Kim et al. [5] present a series of six geriatric patients with an isolated iliac wing fracture, which were treated with a minimal invasive screw fixation. Fragility fractures of the pelvis are an entity with an increasing frequency. There is an ongoing debate on how to treat these fractures. Minimal invasive surgical techniques have been developed, which use long bone corridors for screw implantation. Iliac wing fractures are a rare but debilitating entity in geriatric pelvic fractures. The very good clinical results in this case series underline the efficacy of this customised surgical technique.

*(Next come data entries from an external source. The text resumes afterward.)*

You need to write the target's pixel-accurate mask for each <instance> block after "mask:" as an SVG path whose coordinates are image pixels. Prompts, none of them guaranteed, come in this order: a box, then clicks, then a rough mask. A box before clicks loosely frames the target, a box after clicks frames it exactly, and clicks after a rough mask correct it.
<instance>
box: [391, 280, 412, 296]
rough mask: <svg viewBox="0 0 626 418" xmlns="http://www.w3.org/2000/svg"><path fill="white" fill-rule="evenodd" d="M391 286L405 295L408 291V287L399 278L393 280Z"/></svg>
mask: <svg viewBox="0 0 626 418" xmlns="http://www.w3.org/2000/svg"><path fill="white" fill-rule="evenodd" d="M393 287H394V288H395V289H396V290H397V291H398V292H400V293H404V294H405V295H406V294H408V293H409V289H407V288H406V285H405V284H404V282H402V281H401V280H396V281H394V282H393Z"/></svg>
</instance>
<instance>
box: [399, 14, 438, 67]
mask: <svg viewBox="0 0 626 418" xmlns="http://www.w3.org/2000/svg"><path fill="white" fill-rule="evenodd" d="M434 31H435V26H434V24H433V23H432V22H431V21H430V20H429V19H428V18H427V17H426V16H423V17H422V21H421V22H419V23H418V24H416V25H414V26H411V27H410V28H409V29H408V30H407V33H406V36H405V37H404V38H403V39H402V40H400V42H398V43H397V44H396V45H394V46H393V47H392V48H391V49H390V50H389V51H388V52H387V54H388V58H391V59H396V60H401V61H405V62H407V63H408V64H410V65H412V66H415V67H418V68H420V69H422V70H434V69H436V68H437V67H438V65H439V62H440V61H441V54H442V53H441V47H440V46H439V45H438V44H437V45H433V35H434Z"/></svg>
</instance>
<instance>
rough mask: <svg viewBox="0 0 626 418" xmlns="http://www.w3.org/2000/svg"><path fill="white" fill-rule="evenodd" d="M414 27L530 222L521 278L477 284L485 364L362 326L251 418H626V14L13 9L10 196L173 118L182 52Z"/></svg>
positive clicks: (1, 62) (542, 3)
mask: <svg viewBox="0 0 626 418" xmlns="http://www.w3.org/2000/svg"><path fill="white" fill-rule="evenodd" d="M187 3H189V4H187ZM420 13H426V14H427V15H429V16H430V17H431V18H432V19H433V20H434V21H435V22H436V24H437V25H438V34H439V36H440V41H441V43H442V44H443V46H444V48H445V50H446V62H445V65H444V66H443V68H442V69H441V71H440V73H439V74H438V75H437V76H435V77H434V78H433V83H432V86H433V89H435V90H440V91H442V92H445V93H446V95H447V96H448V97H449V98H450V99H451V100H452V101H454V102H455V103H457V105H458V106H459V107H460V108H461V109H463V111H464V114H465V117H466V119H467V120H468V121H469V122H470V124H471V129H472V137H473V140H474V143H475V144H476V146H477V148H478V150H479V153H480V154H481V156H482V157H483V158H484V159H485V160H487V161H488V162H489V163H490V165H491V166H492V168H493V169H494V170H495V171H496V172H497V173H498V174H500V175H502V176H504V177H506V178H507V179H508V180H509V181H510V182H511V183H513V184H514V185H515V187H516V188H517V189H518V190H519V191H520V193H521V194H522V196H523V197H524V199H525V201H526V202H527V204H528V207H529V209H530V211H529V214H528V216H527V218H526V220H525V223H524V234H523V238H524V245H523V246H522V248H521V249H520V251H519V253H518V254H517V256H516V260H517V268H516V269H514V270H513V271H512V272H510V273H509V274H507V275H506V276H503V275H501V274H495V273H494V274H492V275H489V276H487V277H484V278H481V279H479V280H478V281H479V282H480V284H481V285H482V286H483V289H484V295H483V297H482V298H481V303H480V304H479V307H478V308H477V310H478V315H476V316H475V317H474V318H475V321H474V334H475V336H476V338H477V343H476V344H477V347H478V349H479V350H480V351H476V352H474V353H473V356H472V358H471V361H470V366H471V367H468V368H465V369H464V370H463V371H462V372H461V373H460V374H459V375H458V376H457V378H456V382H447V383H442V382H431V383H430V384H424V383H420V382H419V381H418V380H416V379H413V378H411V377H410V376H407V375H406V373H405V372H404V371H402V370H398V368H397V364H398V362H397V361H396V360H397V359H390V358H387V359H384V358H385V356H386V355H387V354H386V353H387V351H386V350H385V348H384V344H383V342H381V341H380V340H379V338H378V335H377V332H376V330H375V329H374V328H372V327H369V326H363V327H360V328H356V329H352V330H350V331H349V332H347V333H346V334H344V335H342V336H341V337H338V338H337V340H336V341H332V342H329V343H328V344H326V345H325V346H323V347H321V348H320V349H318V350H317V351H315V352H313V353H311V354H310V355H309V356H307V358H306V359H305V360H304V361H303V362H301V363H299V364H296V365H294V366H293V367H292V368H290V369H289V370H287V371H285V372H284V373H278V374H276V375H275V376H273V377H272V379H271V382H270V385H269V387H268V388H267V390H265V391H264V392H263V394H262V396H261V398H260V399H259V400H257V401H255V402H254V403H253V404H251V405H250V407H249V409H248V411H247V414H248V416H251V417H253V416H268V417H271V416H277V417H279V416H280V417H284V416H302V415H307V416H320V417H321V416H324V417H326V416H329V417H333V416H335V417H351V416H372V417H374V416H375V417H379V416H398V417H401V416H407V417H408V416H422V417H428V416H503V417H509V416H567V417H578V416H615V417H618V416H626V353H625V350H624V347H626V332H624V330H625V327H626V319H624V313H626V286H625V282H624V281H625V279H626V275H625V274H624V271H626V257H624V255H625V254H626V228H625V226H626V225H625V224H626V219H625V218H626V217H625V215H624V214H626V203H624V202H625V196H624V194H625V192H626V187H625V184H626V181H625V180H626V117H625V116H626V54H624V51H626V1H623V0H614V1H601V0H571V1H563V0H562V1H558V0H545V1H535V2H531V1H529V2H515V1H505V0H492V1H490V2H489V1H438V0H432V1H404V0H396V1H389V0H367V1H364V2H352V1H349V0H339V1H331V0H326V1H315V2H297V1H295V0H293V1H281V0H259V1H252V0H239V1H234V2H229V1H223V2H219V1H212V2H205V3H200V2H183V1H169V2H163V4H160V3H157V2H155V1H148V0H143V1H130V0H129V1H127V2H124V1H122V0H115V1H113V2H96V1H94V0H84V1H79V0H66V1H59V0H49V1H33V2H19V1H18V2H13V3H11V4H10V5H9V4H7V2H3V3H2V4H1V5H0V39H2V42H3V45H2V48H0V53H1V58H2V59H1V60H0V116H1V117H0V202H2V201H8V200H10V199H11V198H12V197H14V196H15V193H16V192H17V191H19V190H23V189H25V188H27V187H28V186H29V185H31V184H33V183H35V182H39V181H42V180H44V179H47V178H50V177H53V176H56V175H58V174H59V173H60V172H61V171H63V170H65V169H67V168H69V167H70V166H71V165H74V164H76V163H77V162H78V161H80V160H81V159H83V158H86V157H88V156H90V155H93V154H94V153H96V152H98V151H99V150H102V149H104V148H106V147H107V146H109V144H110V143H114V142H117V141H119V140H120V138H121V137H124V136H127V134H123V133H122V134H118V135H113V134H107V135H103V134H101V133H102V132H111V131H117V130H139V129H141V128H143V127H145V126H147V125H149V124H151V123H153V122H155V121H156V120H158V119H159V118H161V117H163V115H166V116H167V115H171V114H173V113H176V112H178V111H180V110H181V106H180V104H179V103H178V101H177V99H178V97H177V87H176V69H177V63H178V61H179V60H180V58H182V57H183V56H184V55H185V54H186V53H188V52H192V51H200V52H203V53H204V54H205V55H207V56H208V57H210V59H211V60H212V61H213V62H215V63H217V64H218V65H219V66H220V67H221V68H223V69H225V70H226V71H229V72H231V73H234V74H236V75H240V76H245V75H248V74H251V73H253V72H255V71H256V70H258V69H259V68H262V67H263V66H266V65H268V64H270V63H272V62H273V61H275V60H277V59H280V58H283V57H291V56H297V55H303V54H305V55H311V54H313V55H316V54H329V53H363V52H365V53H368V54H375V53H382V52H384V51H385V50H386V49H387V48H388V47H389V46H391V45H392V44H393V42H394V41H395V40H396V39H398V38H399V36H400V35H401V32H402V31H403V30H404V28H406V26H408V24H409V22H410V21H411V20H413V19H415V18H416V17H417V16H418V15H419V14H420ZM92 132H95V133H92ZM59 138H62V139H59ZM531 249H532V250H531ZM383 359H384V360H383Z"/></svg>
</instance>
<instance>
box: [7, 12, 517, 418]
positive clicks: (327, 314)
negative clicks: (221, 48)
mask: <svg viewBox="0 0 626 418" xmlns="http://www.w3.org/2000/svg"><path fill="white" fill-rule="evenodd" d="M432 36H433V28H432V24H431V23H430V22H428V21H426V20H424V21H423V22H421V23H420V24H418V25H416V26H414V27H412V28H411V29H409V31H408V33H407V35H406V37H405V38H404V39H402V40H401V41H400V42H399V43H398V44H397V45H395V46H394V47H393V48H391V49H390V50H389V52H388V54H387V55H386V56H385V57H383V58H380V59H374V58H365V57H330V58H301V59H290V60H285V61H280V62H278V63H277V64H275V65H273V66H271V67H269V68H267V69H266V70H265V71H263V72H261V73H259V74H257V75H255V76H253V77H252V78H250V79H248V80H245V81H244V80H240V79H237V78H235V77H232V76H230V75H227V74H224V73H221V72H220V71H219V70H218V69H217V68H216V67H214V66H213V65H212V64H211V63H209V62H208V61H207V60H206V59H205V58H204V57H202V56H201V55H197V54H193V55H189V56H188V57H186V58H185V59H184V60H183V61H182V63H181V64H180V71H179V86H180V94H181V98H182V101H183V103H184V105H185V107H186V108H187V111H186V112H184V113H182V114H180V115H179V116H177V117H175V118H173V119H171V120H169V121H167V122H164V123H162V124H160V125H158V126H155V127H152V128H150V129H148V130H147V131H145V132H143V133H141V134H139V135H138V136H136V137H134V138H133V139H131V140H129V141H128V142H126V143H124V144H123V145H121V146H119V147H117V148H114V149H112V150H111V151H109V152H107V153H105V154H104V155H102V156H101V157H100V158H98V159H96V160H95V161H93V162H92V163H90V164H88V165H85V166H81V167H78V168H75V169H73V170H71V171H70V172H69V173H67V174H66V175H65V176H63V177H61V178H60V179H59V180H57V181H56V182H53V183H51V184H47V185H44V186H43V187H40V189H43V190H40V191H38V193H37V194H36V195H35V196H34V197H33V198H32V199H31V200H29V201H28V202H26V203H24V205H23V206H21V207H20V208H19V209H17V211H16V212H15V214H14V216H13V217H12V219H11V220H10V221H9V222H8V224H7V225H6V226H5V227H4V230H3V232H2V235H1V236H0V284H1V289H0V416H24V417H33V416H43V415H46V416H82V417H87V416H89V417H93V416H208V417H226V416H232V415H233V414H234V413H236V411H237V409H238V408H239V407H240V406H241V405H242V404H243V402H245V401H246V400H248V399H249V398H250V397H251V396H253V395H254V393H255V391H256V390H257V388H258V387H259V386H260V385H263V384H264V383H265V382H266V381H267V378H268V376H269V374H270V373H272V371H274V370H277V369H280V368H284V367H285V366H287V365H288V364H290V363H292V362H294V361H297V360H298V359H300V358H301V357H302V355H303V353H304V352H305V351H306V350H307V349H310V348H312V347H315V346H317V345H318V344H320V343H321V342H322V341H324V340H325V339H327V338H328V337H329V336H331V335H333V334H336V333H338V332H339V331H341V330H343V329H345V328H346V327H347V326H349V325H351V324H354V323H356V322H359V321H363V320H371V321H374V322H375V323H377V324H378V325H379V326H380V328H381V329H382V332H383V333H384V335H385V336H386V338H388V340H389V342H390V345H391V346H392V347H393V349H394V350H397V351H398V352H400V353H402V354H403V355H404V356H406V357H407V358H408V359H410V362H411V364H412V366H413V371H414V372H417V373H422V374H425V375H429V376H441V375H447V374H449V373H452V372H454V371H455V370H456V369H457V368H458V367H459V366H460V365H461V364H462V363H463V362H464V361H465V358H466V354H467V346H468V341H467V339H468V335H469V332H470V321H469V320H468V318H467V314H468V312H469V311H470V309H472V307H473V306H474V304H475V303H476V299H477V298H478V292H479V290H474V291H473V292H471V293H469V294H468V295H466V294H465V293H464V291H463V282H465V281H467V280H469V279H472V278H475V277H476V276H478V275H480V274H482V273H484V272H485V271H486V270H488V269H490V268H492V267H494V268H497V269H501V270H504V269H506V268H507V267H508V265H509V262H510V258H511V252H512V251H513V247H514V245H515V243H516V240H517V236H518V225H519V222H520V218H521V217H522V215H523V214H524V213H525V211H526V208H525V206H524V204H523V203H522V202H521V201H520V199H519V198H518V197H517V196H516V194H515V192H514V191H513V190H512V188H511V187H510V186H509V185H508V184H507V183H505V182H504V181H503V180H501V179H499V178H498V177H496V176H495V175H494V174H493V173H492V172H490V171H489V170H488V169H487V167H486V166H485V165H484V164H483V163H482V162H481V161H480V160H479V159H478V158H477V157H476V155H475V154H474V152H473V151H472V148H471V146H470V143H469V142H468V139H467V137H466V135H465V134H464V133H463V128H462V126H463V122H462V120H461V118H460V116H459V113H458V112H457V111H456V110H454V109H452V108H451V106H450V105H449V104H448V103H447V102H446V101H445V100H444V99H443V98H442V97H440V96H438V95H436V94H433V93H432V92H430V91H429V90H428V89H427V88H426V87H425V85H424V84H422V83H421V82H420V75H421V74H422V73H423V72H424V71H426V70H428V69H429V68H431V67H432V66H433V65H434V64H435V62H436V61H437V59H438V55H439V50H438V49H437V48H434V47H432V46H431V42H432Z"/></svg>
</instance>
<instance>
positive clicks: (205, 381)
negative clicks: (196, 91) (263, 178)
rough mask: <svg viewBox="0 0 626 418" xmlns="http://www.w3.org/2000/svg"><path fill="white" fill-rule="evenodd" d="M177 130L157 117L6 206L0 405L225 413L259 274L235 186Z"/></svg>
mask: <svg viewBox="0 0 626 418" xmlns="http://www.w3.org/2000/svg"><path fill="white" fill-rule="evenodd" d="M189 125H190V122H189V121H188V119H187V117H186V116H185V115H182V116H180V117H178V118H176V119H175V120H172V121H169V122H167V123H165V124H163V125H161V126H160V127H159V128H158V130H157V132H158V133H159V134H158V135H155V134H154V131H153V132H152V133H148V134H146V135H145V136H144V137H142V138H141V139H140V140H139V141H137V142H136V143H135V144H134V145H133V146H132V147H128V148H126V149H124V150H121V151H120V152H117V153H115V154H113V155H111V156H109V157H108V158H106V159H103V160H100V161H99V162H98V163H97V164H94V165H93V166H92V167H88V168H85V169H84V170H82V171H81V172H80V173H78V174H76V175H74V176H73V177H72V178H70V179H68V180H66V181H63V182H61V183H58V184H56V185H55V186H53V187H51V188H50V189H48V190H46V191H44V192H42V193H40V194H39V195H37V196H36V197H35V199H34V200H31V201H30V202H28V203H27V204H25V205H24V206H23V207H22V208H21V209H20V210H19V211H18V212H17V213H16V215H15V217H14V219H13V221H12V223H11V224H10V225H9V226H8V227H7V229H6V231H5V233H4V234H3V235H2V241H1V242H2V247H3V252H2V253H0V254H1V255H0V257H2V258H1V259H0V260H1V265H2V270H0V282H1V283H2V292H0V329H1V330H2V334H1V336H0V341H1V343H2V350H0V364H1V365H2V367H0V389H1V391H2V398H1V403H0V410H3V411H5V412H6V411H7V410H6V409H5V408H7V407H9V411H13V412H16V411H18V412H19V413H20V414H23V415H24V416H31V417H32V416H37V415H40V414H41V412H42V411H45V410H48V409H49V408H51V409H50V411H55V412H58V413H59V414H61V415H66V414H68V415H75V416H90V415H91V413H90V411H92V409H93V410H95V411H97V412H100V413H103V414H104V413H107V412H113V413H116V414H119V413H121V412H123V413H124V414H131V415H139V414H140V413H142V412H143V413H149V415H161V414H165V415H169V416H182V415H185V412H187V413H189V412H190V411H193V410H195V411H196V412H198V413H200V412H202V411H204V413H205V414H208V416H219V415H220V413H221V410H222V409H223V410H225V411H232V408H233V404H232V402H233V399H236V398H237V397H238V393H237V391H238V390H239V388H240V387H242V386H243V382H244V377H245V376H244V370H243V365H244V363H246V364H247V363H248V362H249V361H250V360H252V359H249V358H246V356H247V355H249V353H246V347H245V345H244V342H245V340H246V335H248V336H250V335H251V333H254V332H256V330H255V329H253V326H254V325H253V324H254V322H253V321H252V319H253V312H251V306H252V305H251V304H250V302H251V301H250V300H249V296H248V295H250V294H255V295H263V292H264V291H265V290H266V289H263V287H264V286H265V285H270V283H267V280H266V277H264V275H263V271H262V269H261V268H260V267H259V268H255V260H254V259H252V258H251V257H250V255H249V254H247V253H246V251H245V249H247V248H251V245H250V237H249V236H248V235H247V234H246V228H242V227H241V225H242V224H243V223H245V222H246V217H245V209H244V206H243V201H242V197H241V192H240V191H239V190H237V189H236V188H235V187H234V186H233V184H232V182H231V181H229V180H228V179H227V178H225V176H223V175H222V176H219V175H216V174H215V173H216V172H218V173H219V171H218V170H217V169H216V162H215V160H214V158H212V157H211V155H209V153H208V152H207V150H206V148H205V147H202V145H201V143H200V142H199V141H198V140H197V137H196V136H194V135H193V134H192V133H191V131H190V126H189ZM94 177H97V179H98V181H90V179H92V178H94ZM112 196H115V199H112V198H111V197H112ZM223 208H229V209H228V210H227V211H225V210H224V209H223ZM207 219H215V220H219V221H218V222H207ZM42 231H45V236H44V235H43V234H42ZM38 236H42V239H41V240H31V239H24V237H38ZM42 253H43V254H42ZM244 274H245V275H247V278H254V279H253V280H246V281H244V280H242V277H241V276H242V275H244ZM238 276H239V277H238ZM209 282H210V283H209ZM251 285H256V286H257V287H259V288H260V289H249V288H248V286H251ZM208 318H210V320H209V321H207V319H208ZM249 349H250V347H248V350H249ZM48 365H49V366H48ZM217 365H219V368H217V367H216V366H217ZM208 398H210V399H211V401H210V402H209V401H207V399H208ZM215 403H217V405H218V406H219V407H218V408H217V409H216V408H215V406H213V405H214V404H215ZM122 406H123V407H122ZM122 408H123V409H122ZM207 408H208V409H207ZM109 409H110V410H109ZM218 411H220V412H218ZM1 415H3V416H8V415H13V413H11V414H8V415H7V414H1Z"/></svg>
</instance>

This focus on geriatric trauma is a compilation of a review and four original articles, which highlight different aspects of geriatric trauma care. They underline that the geriatric patient is in many aspects not comparable with the younger, healthy traumatized patient. Elderly patients are at higher risk of general and local complications, which endanger gratifying outcome. The geriatric trauma patient, therefore, needs an adjusted treatment regimen. The role of age for in-hospital adverse events, the importance of conservative treatment or early surgical intervention, the risk factors for early periprosthetic infection, the need for minimal invasive surgery and reduction of length of in-hospital stay are all elements, which need specific attention and are presented in the contributions of this focus on. I wish you enjoyable reading and new insights for the better care of your patients.